Drink driving Nottingham doctor who blamed betel nut for smell of booze is suspended

A Nottingham doctor who pleaded guilty to drink driving offences in court after denying them to a health body has had his registration as a doctor suspended for three months. A tribunal determining Vivek Goel's fitness to practice and if he should be sanctioned has concluded at Medical Practitioners Tribunal Service (MPTS) in Manchester.

Goel, of Derwent Close, Gamston at the time of the sentencing, was banned from driving for three years on January 3 2020 at Nottingham Magistrates' Court. He was found to be almost three times over the drink drive limit.

He admitted to driving with 99 micrograms of alcohol in 100 millilitres of breath, 64 over the limit, and was also ordered to do 120 hours of community work. But he originally claimed to the General Medical Council (GMC, an online list of doctors registered to practice in the UK) he was chewing a betel nut and was not already drunk when buying spirits from a shop.

READ NEXT: Drink driving Nottingham doctor claimed chewing a betel nut made shopkeeper think he was sozzled

Goel is a consultant orthopaedic surgeon who often travelled to hospitals in Mansfield, Wigan and Doncaster. He works as a locum on six-month contracts, and the offence, along with another motoring conviction for failing to provide a specimen in 2018, were committed after the contracts had ended.

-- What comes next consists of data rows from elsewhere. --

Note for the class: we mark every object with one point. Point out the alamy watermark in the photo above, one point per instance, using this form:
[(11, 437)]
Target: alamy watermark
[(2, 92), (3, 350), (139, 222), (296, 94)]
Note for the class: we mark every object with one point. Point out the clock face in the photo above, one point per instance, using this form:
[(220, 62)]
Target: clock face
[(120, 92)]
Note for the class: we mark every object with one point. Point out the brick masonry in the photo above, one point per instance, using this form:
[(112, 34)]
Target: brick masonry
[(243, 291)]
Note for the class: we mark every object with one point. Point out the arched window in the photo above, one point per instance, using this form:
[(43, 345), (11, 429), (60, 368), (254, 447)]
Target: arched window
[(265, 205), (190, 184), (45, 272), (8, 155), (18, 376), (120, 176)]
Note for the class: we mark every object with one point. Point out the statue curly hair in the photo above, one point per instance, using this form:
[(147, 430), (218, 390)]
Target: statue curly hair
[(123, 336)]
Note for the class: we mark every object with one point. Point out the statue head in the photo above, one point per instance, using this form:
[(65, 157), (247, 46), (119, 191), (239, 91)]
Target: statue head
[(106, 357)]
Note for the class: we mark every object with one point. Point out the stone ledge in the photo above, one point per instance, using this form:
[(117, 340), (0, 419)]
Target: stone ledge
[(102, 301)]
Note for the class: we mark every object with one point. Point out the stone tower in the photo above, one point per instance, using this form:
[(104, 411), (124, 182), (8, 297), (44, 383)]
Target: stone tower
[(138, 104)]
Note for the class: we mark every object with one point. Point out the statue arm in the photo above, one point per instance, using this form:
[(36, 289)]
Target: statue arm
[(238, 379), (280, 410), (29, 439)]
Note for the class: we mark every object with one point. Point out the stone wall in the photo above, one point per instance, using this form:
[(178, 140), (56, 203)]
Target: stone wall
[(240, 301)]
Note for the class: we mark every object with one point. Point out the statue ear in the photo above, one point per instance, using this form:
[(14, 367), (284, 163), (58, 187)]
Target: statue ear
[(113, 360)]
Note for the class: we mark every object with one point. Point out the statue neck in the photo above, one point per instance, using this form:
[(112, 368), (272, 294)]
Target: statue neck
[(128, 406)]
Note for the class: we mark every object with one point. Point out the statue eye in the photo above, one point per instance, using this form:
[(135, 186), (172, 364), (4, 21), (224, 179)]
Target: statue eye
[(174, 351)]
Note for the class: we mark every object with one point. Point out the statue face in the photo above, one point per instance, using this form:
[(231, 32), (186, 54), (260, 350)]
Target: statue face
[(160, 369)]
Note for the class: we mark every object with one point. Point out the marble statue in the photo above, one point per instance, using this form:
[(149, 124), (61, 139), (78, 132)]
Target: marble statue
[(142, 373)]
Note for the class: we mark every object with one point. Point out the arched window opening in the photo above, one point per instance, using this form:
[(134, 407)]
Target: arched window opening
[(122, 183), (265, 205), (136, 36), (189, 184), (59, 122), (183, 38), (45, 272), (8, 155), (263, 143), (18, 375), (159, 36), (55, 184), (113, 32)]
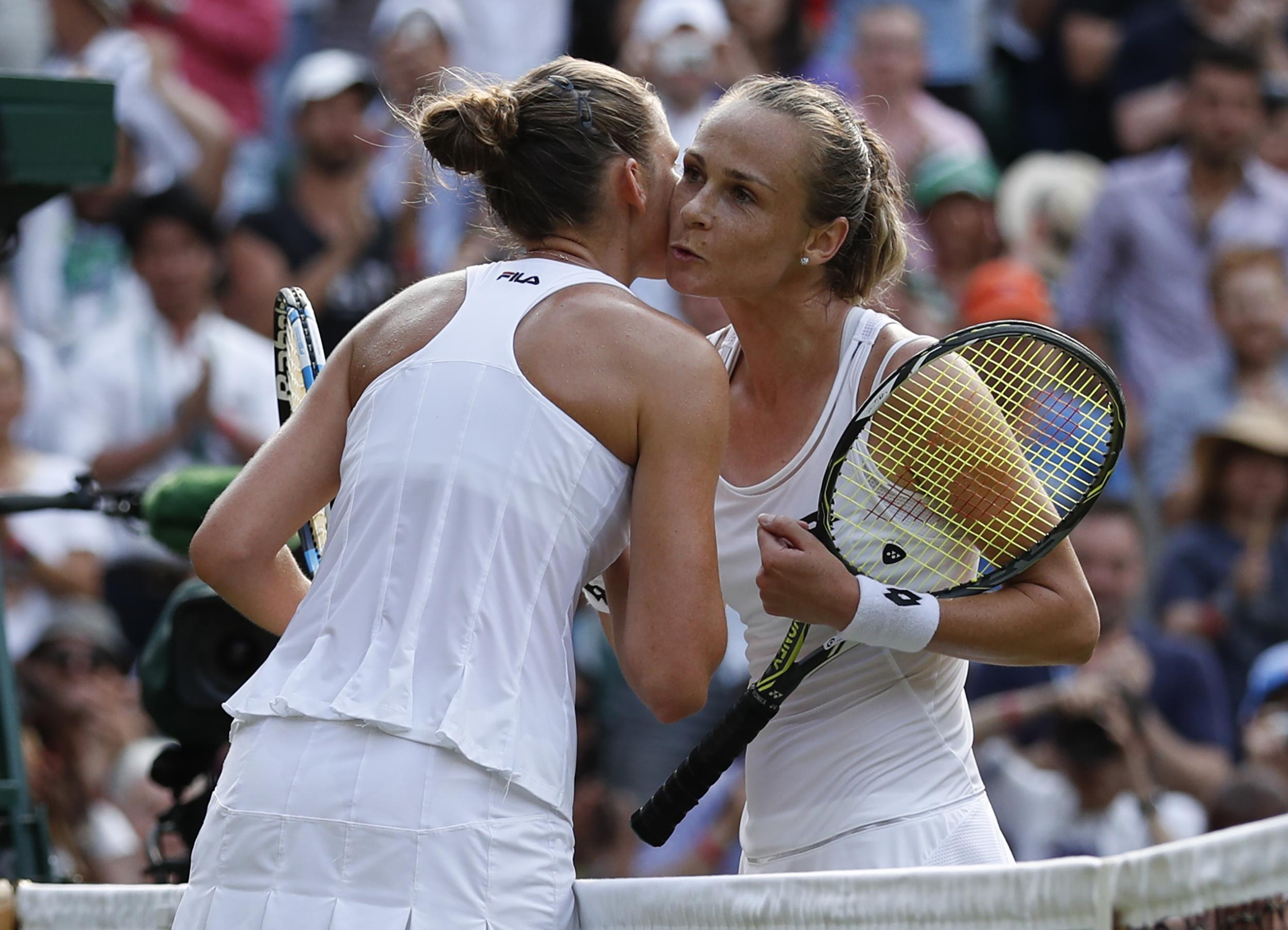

According to a Medical Practitioners Tribunal Service (MPTS) document, Goel admitted to sending an email to the GMC on September 20 2019 stating that, following a report from the shopkeeper he was driving under the influence of alcohol, that: "I am unsure as to why anyone may have thought this… However it may have been because I was chewing a betel nut at the time (which can create a smell).

"I wish to assure the GMC that I did not drive whilst under the influence of alcohol on August 30 2019, and I do not know why the shop staff reported me to the police on that occasion."

MPTS determines if a doctor is fit to practice and if any sanctions should be given to that doctor. The tribunal in this case determined that his fitness to practice is impaired because of misconduct and his conviction, and then decided to suspend Goel from the register for three months.

A review hearing will take place to reassess the sanctions.